Housing used to be Australia’s remarkable strength. Now, it has become a threatening weakness and it is a major driver of wealth inequality.
Rising property prices have increased the wealth of high-income households by more than 50% since the early 2000s, while that of low-income households grew by less than 10% in the same period. Rising housing costs are generating an upward redistribution of wealth, hurting low-income and young Australians the most.
The dream of owning a home is unattainable for most younger, poorer Australians, because the rise in property prices has outstripped wage growth for many decades. Unable to get on to the housing ladder, many people are destined to continue paying rents that can exceed standard mortgage repayments.

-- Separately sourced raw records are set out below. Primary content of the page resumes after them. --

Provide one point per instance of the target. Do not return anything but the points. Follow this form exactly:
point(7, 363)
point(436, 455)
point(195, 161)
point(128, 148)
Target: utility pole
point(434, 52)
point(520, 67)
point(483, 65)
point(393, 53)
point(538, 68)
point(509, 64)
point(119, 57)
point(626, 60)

Many factors converge to create this situation, such as: wage stagnation, the increase of insecure and precarious work, low housing supply, and capital gains tax discounts.
How did we get here? What can we do to improve this situation?
Our Speakers
Emma Dawson:
Emma Dawson is Executive Director of public policy think tank Per Capita. She has worked as a researcher at Monash University and the University of Melbourne; in policy and public affairs for SBS and Telstra; and as a senior policy adviser in the Rudd and Gillard Governments.
Emma has published reports, articles and opinion pieces on a wide range of public policy issues. She is the co-editor, with Professor Janet McCalman, of the collection of essays What happens next? Reconstructing Australia after COVID-19, published by Melbourne University Press in September 2020. She joined the Board of Australia21 in June 2021.
To see the Per Capita report on housing affordability, click this link
Brendan Coates:
Brendan Coates is the Economic Policy Program Director at the Grattan Institute, where he leads Grattan’s work on tax and transfer system reform, retirement incomes and superannuation, housing, macroeconomics, and migration.
He formerly worked in the Australian Treasury in areas such as tax-transfer system reform and macro-economic forecasting, with a strong focus on the Chinese economy. Currently he sits on the Victorian State Council for the Economic Society of Australia.